Nuclear stress tests evaluate the condition of the heart under strain. A doctor may recommend a nuclear stress test for a number of reasons, including:
Diagnosing Coronary Artery Disease
A nuclear test can help doctors determine if a patient's symptoms, such as shortness of breath or chest pains, are related to the artery damage or disease caused by the buildup of plaque.
Examine the Size and Shape of the Heart
A nuclear test provides doctors with an opportunity to see if a patient's heart is enlarged. Doctors can also measure how well the heart is pumping blood.
Treat Heart Conditions
Patients suffering from a number of heart conditions, including arrhythmia, can discover how well treatments are working based on the results of a nuclear stress test.
A nuclear stress test is similar to a stress echo test in that patients can expect to have two sets of images taken of the heart, once during physical exertion, either while exercising on a treadmill or stationary bike, and another set about two hours later when the body is at rest. However, there are differences between the two types of stress tests.
During a regular stress echo test, patients who are unable to exercise are given dobutamine, a drug that increases the heart rate without exercise. However, patients who cannot exercise and also cannot take dobutamine because of an arrhythmia (irregular heartbeat) will need to take a nuclear stress test, which uses the drug adenosine instead.

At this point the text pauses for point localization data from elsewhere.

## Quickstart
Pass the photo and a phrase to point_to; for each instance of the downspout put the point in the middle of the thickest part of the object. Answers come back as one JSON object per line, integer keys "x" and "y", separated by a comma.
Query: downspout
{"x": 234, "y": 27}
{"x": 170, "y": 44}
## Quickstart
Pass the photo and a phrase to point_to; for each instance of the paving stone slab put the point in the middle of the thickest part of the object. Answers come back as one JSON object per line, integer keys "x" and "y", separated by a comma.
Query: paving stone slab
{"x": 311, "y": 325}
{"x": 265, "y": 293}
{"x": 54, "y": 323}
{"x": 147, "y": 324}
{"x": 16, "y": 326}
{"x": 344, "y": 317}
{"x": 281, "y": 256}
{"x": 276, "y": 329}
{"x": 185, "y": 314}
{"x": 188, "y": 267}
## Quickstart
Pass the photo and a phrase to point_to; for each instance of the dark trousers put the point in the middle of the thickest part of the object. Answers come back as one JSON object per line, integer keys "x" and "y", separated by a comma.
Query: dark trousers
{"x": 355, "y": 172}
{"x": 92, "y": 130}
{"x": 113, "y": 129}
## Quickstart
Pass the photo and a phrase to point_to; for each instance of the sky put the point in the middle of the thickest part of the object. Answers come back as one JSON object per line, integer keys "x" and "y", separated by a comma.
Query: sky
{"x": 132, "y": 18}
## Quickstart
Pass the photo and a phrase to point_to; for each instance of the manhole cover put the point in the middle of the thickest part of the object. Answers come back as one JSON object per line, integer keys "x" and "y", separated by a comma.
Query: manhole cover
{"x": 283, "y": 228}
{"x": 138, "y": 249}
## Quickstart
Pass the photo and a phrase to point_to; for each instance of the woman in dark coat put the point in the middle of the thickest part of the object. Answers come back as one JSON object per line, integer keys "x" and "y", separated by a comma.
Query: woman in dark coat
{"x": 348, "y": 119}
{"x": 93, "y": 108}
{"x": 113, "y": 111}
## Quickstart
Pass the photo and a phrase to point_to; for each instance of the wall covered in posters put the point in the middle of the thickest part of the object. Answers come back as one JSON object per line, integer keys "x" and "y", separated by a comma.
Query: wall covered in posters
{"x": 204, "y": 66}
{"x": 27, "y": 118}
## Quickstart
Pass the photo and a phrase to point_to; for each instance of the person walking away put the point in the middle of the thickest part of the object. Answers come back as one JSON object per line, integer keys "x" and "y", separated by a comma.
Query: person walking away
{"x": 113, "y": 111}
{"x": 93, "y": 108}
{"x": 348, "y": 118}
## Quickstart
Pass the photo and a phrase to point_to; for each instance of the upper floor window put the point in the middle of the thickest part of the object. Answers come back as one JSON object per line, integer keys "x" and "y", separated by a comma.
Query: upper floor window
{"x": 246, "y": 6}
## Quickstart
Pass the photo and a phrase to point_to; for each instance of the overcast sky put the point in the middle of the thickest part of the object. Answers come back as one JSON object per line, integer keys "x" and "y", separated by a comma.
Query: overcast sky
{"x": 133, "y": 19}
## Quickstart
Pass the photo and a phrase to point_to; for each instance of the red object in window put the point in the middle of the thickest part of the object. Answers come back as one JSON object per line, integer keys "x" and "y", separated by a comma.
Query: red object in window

Also, while a stress echo uses an ultrasound to produce images of the heart, a nuclear stress echo uses a radioactive dye that is injected into the bloodstream. A special scanner that detects the radioactive material takes pictures of the heart. Light spots on the images indicate that not enough radioactive material is getting to the heart – evidence that there is inadequate blood flow going to the muscle. The images can also highlight areas of heart damage.
While at times the nuclear stress test offers a clearer image, the procedure takes longer than a traditional stress test, and results aren't immediately available because they must be processed by a technician before the cardiologist can view them.